Re: Proposed HTTP SEARCH method update - SEARCH is to GET what PATCH is to PUT from henry.story@bblfish.net on 2015-04-27 (ietf-http-wg@w3.org from April to June 2015)

From: <henry.story@bblfish.net>
Date: Mon, 27 Apr 2015 10:52:01 +0200
To: Julian Reschke <julian.reschke@gmx.de>
Cc: ashok malhotra <ashok.malhotra@oracle.com>, Mark Nottingham <mnot@mnot.net>, James M Snell <jasnell@gmail.com>, ietf-http-wg@w3.org
Message-Id: <D944EB33-F5C1-4137-8DD1-9B29E79DE008@bblfish.net>
> On 27 Apr 2015, at 08:59, Julian Reschke <julian.reschke@gmx.de> wrote:
> 
> On 2015-04-27 07:36, henry.story@bblfish.net wrote:
>> ...
>> It would help if you explained how you disagree with the arguments put forward.
>> Let's try the Socratic method then:
>> 
>> (1) Do you agree that SEARCH is (should be) a method that is applied to the resource on which the request is made?
> 
> Depends on the definition of "applied". You might want to read <http://greenbytes.de/tech/webdav/rfc5323.html#rfc.section.2.2.1>.

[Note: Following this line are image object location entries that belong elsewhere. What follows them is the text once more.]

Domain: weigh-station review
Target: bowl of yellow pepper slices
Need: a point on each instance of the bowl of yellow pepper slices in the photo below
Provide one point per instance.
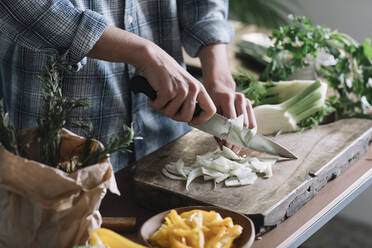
(198, 227)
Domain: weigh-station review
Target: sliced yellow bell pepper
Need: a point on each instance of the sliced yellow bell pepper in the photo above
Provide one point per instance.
(111, 239)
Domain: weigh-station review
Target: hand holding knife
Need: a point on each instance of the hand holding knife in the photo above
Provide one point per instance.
(221, 127)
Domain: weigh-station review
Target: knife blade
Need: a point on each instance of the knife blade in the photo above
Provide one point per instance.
(219, 126)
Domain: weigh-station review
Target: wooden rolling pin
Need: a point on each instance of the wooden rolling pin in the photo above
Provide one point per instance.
(119, 224)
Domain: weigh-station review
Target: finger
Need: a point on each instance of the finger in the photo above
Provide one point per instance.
(175, 105)
(164, 95)
(241, 107)
(235, 149)
(206, 104)
(251, 117)
(227, 107)
(188, 107)
(220, 142)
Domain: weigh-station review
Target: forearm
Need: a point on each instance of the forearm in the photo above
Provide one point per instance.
(118, 45)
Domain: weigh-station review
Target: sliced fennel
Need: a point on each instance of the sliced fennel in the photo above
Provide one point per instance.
(220, 166)
(285, 117)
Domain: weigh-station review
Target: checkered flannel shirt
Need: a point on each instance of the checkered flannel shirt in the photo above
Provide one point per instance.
(33, 31)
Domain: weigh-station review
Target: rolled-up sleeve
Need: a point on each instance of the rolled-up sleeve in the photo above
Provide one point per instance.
(203, 22)
(52, 24)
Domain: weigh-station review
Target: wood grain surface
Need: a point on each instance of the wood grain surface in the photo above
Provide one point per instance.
(323, 154)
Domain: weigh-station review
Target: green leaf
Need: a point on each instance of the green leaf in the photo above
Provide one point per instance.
(367, 48)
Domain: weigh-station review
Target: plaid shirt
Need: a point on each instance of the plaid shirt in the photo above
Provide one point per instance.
(32, 32)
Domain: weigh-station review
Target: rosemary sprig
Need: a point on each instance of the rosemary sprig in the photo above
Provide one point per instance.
(57, 109)
(8, 134)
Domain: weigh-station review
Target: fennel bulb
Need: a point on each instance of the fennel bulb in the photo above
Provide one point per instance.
(284, 117)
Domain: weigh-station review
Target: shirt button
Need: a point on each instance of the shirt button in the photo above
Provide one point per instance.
(130, 19)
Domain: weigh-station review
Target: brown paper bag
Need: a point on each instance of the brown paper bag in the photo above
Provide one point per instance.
(41, 206)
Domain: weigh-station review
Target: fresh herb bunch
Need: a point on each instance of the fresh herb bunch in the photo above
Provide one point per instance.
(56, 113)
(57, 109)
(295, 45)
(301, 44)
(350, 75)
(247, 84)
(8, 135)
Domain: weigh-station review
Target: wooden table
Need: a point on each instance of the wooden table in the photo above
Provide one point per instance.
(330, 200)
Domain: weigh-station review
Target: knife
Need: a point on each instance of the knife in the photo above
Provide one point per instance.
(219, 126)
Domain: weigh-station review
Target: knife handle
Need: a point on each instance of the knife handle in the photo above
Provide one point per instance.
(139, 84)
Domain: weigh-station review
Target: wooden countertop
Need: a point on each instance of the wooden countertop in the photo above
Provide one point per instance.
(286, 233)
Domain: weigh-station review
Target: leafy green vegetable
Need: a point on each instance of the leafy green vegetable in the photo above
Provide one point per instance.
(337, 57)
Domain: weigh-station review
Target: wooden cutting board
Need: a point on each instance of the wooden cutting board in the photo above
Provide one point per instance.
(323, 154)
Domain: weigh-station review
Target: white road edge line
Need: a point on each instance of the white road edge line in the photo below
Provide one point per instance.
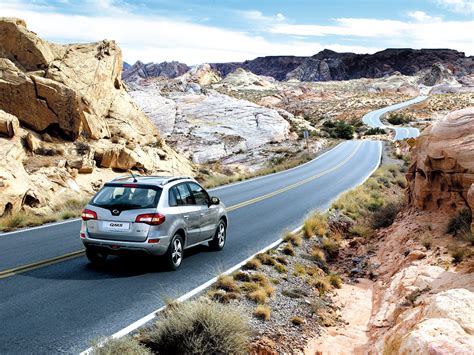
(142, 321)
(213, 189)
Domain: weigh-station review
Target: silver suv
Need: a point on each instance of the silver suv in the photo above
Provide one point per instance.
(152, 214)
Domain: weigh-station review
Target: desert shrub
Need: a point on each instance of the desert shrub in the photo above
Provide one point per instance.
(222, 296)
(262, 312)
(299, 269)
(241, 276)
(386, 215)
(296, 320)
(266, 259)
(252, 264)
(461, 222)
(227, 283)
(316, 224)
(318, 255)
(198, 327)
(288, 250)
(295, 293)
(124, 345)
(294, 239)
(258, 296)
(321, 283)
(280, 268)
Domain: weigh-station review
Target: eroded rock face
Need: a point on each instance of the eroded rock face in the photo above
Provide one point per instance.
(442, 168)
(64, 115)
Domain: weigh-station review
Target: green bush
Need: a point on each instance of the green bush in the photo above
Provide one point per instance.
(385, 216)
(198, 327)
(461, 222)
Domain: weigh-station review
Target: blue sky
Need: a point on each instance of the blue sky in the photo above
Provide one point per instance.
(217, 31)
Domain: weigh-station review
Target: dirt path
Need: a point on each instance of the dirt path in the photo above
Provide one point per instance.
(356, 308)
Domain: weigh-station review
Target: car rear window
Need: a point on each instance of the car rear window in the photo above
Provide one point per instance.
(127, 197)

I suppose I don't find that notion of "search arbiter" very satisfying in WebDAV. It is defined just as "A resource that supports the SEARCH method". My feeling is that by specifying SEARCH more generally in its own RFC we could do a lot better than this, and have something that ties in more coherently with the other methods. This is why I'd like to strengthen the following parallel: SEARCH is to GET what PATCH is to PUT. If we can get this to work then we build on very well understood intutions of GET and PUT, which are at the core of the Web, in a clearly RESTful manner.

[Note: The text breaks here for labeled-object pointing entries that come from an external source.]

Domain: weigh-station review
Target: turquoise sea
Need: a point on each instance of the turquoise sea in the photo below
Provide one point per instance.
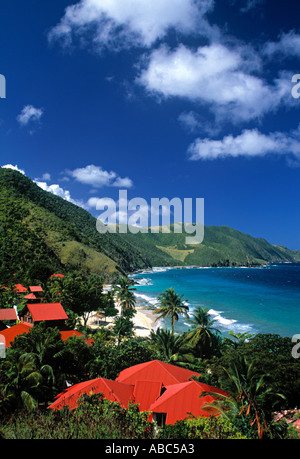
(259, 300)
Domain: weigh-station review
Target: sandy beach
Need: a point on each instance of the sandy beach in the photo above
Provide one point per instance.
(144, 321)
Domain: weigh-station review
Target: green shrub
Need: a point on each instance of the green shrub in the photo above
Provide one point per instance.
(202, 428)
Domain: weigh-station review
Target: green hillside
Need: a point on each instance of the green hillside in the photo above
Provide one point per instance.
(222, 246)
(41, 234)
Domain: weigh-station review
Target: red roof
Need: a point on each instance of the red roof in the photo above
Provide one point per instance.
(35, 288)
(179, 400)
(112, 390)
(156, 370)
(146, 392)
(11, 333)
(65, 334)
(30, 296)
(46, 311)
(20, 289)
(8, 314)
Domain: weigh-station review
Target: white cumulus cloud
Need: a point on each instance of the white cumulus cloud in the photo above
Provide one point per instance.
(213, 75)
(98, 178)
(58, 191)
(250, 143)
(29, 113)
(123, 23)
(16, 168)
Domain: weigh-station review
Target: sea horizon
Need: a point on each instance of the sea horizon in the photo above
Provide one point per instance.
(256, 299)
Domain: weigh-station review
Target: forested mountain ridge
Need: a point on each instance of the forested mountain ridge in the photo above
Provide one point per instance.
(41, 233)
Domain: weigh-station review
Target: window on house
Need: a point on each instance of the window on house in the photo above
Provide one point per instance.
(160, 419)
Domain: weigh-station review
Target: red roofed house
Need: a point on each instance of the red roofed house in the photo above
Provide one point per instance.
(37, 291)
(180, 400)
(11, 333)
(32, 298)
(112, 390)
(20, 289)
(52, 313)
(163, 389)
(155, 370)
(7, 314)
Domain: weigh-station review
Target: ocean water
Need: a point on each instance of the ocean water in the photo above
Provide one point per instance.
(257, 300)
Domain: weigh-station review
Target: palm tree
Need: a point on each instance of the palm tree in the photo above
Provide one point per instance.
(202, 332)
(169, 346)
(171, 305)
(249, 390)
(125, 296)
(238, 338)
(23, 378)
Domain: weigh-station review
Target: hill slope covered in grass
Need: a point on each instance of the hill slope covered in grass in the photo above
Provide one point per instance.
(41, 234)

Let us assume we do find a way to place SEARCH on more solid foundations like this. We'd still need to see if we can satisfy the intutions that WebDAV was trying to get at, but now in a RESTful manner. So I'll try to do both of these below.

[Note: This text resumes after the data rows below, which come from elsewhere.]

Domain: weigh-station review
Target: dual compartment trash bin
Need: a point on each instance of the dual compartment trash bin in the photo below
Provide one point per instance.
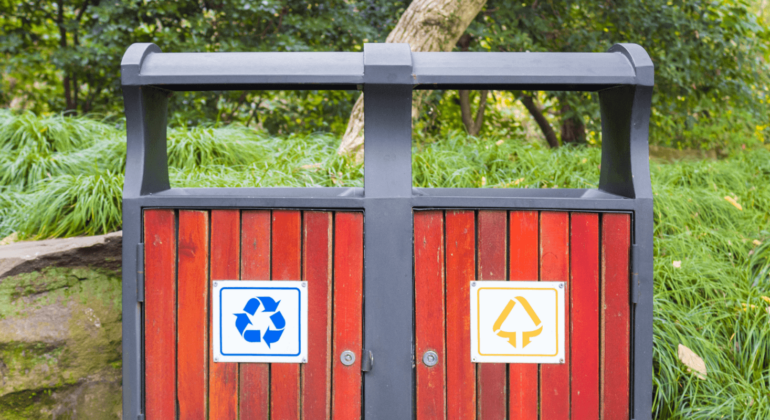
(388, 266)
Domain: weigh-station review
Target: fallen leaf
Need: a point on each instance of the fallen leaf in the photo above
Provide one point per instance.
(733, 202)
(14, 237)
(692, 361)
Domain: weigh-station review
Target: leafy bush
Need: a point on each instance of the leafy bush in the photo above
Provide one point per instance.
(712, 228)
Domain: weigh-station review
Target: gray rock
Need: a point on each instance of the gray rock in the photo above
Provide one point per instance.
(60, 329)
(102, 251)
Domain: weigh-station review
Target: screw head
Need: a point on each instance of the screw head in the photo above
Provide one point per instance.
(347, 357)
(430, 358)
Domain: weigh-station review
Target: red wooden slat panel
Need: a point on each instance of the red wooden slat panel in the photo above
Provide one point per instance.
(554, 266)
(348, 313)
(255, 265)
(316, 373)
(616, 241)
(584, 290)
(160, 313)
(287, 258)
(429, 312)
(523, 263)
(193, 334)
(225, 258)
(492, 378)
(460, 271)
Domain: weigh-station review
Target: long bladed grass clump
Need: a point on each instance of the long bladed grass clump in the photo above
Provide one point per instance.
(63, 176)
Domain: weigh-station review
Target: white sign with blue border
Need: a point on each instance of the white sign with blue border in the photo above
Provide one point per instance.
(259, 321)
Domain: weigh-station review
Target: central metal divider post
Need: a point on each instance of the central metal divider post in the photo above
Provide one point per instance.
(388, 289)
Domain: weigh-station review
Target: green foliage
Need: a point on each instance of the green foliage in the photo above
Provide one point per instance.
(68, 59)
(460, 161)
(33, 148)
(712, 300)
(710, 60)
(73, 205)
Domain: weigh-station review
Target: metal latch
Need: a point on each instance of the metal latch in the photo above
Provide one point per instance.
(367, 363)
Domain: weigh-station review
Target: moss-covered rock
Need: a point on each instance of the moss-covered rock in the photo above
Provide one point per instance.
(60, 344)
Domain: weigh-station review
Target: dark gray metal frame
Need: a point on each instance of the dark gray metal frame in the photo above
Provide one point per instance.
(388, 73)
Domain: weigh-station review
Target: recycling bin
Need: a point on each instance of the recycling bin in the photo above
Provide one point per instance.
(394, 275)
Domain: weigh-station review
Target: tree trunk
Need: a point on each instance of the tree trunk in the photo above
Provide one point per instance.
(426, 25)
(537, 114)
(572, 128)
(69, 104)
(472, 125)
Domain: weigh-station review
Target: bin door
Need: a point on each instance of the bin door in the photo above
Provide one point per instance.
(186, 250)
(587, 251)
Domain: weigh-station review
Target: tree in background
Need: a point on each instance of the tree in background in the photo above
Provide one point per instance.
(426, 25)
(710, 58)
(65, 55)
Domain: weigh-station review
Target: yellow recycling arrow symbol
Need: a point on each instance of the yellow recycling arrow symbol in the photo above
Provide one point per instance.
(526, 335)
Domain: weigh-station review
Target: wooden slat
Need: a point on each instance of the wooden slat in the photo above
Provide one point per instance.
(554, 266)
(492, 377)
(429, 312)
(616, 232)
(160, 313)
(193, 333)
(287, 258)
(584, 290)
(225, 258)
(317, 261)
(254, 398)
(460, 271)
(348, 313)
(523, 265)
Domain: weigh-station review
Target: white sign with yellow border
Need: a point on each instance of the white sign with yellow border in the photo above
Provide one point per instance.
(517, 321)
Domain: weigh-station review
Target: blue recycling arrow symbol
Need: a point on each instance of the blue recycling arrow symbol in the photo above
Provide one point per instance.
(242, 321)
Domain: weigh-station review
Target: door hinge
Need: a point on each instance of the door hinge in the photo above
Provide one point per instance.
(635, 286)
(367, 362)
(140, 272)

WebDAV seems to be saying smething like this: an arbiter is an agent that can make requests on a number of other resources and respond to requests about them. This seem to define a resource that is dangerously close to a remote procedure call - it has a SOAPy feeling to it. Can we do this in a more declarative fashion?

I think so. We just need to notice that a resource - be it as simple as a 1993 web page - could make statements (true or false) about other resources. Most web pages do this. A trivial example but somehow exceedingly widely used one, are the set of web pages that point to other web pages with statements that they contain a funny cat picture. In more formal logical terms we can have belief statements that state what others believe eg: statements of the form S believes that P, S knows that P, S wishes that P, etc... This is knows as belief contexts and the more general notion has been described for exammple by Ramanathan V. Guha [1] - now VP of engineering at Google -  in his thesis "Contexts, a Formalisation and some Applications". Why do I mention this? Because once we see that a resources state may contain statements about other resources as shown by the representation returned on doing a GET on that resource,  then we can think declaratively about the SEARCH method, as giving a partial representation of the state of that resource, which may contain partial representation about other resources. And so we should not need this notion of a "search arbiter" anymore.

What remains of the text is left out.